The Electoral College is embodied not once, but twice in the Constitution: in Article 2, Section 1, and in the 12th Amendment. The founders considered a popular vote but deliberately rejected the idea. So why is it important to maintain the 538 electors?
As Matthew Spalding writes, there are three primary reasons:
1. It protects the liberty and role of diverse states.--Washington Examiner
The Constitution assigns states presidential electors in the same way it does representation in Congress — providing for popular participation while protecting the various constituencies, in this case the states, through which that consent is reflected. And that protects the diversity of interests and opinions in states, especially small rural ones in the face of large urban ones, whether it be socialism in Vermont or conservatism in Wyoming.
2. It stabilizes national politics.
The founders were concerned about fractious disagreements threatening the stability of the union. The Electoral College discourages regional radicalism and encourages political moderation by forcing candidates to draw support from a broad swath of the country rather than just a few, wealthy, vote-rich areas. Without the Electoral College, candidates today would focus almost exclusively on New York, California, and Texas, ignoring Vermont, North Dakota, Wyoming, and all the other small states, possibly threatening the cohesion that maintains the United States.

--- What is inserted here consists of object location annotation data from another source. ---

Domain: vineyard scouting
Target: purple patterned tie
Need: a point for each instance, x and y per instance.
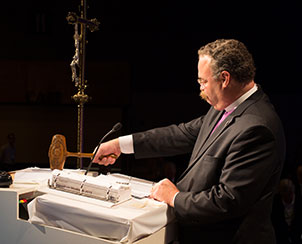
(222, 119)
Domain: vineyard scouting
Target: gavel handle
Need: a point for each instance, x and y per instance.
(88, 155)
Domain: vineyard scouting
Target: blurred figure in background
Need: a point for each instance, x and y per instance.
(8, 153)
(287, 214)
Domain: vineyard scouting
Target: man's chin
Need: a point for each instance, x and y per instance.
(204, 96)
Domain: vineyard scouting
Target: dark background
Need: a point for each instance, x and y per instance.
(141, 68)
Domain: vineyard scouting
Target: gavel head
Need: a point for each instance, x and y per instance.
(57, 152)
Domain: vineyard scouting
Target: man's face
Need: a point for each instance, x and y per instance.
(210, 89)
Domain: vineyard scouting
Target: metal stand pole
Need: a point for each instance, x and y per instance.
(78, 67)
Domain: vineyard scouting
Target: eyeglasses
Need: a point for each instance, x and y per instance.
(202, 82)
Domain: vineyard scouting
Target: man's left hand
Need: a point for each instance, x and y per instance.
(164, 191)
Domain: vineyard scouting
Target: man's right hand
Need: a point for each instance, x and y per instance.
(104, 156)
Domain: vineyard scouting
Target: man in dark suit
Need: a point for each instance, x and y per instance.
(237, 153)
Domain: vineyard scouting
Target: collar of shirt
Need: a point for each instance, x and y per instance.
(241, 99)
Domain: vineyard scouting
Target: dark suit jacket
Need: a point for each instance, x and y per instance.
(227, 189)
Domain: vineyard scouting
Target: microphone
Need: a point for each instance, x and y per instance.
(115, 128)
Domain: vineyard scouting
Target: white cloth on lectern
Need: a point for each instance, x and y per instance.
(126, 222)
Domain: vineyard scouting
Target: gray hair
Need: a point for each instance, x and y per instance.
(232, 56)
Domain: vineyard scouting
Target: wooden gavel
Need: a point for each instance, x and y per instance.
(58, 153)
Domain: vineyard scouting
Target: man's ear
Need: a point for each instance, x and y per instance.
(225, 77)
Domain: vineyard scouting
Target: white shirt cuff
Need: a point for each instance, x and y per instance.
(126, 144)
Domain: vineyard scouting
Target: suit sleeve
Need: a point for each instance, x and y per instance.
(246, 177)
(167, 141)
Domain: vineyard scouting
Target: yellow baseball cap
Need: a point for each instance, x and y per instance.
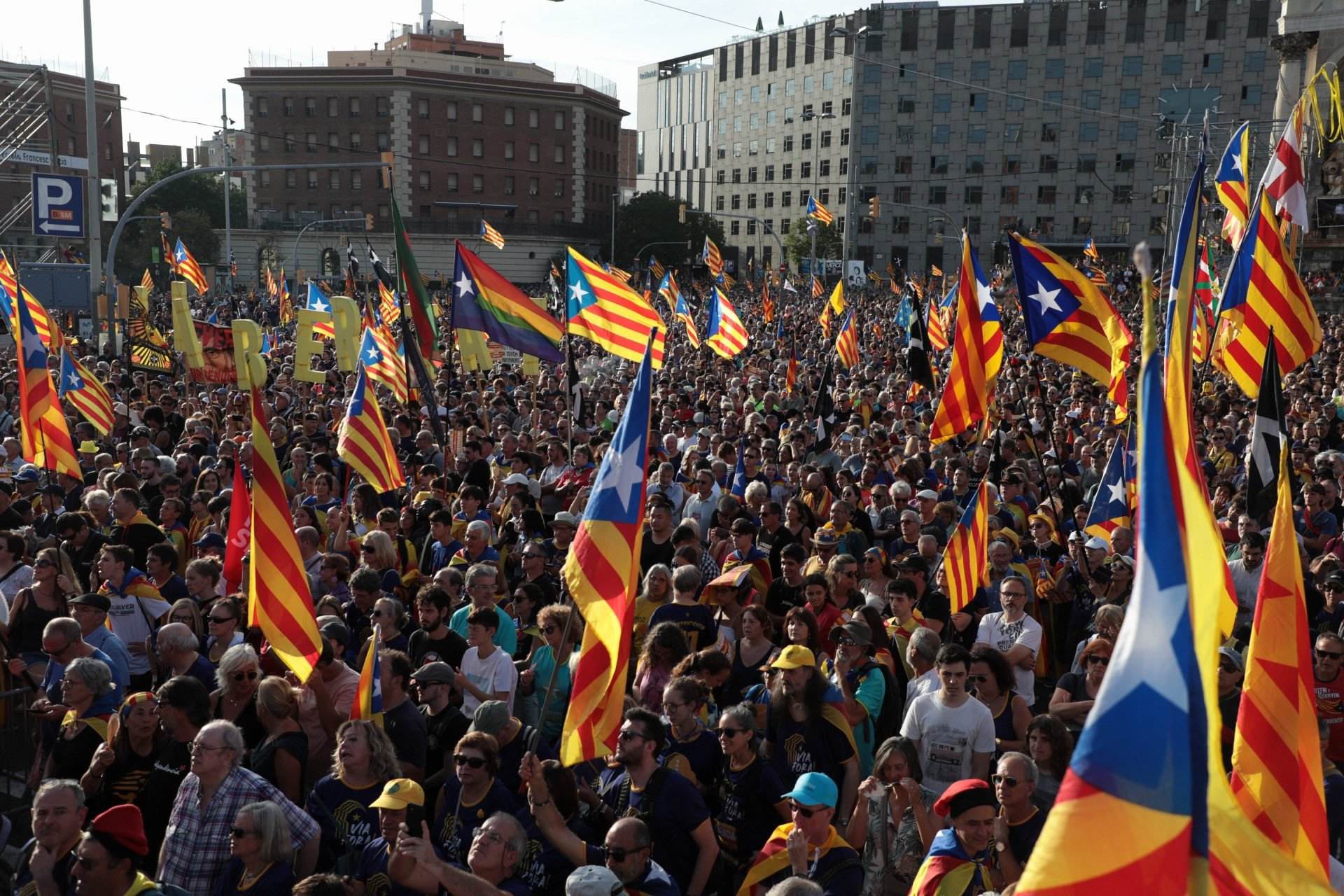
(794, 657)
(400, 793)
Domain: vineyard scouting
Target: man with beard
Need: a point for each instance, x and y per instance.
(806, 729)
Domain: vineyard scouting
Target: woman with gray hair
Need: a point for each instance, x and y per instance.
(235, 699)
(260, 853)
(85, 688)
(750, 794)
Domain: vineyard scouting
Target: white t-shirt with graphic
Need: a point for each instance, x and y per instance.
(949, 736)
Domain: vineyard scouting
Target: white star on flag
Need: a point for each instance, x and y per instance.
(1047, 298)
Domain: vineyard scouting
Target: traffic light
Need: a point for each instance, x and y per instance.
(108, 198)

3. It limits contested elections and fraud.
An important advantage of the Electoral College is that it keeps election fraud and errors contained within individual states. The 2016 election elevated fears of hacking, fraud, and foreign interference, all of which will only continue to expand with the growth of technology. Right now, all that is contained and mitigated by the Electoral College.

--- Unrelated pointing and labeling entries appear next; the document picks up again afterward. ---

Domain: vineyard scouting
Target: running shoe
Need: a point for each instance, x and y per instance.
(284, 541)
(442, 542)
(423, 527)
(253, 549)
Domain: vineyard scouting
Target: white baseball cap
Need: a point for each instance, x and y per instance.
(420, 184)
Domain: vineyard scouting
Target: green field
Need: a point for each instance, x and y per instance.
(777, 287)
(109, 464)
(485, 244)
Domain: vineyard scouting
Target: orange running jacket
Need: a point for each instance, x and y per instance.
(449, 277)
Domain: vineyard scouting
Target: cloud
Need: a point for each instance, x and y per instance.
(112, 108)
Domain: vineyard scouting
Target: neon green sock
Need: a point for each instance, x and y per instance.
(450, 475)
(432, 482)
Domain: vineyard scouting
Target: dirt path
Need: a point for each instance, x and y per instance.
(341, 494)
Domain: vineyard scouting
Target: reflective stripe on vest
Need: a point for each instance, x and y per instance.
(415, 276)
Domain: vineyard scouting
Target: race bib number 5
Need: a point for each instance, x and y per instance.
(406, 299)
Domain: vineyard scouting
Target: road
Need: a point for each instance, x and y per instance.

Imagine the criminal chaos of Broward County, Florida, amplified across the entire country.
Another argument is that without it, we cease to be a republic. In effect, the states themselves become meaningless, just lines on a map. As the Federalist argues, the push to abolish is another way to bring the middle of the country to heel, ignoring the historical consequences of elitist overreach:
The final obstacle is the Electoral College. Even here, with the shockingly low standards of civics education in America, and deliberate partisan misinformation from both print and television media, means much of the American population lives not knowing why the Electoral College was made part of the nation’s system in the first place, and how it is the last bastion against majoritarian tyranny.
The problem is that liberalism as a political philosophy is a universalist concept. Put simply, while paying lip service to diversity liberalism eradicates every difference in favor of homogeneity, certain arbitrary and temporal global values, decided by the elites of the times. This was liberalism’s problem with feudal Europe — which led to the revolutions of the 19th century, which in return led to global peace for more than 70 years under conservative governments that were astute enough to favor order over revolutionary chaos.
The good news is that the framers anticipated charlatans like Warren when they wrote the Constitution. As NPR notes, it would take a massive amount of support to amend the process of electing the president:
Fully overhauling the way the president is selected would take a Constitutional amendment, which would require the votes of two-thirds of the U.S. House of Representatives, two-thirds of the Senate, and three-fourths of the states.--NPR
In other words, Warren's words are as hollow as her heritage. One wishes we could dismiss her as a rabble-rouser, but such disregard for the primary American document is dangerous indeed. 15 states now support an agreement to deliver their electoral votes to the winner of the popular vote. It isn't hard to imagine this division growing, leading to more partisan rancor.
To disingenuous candidates like Warren who rely on sound bites over substance, that's a good thing.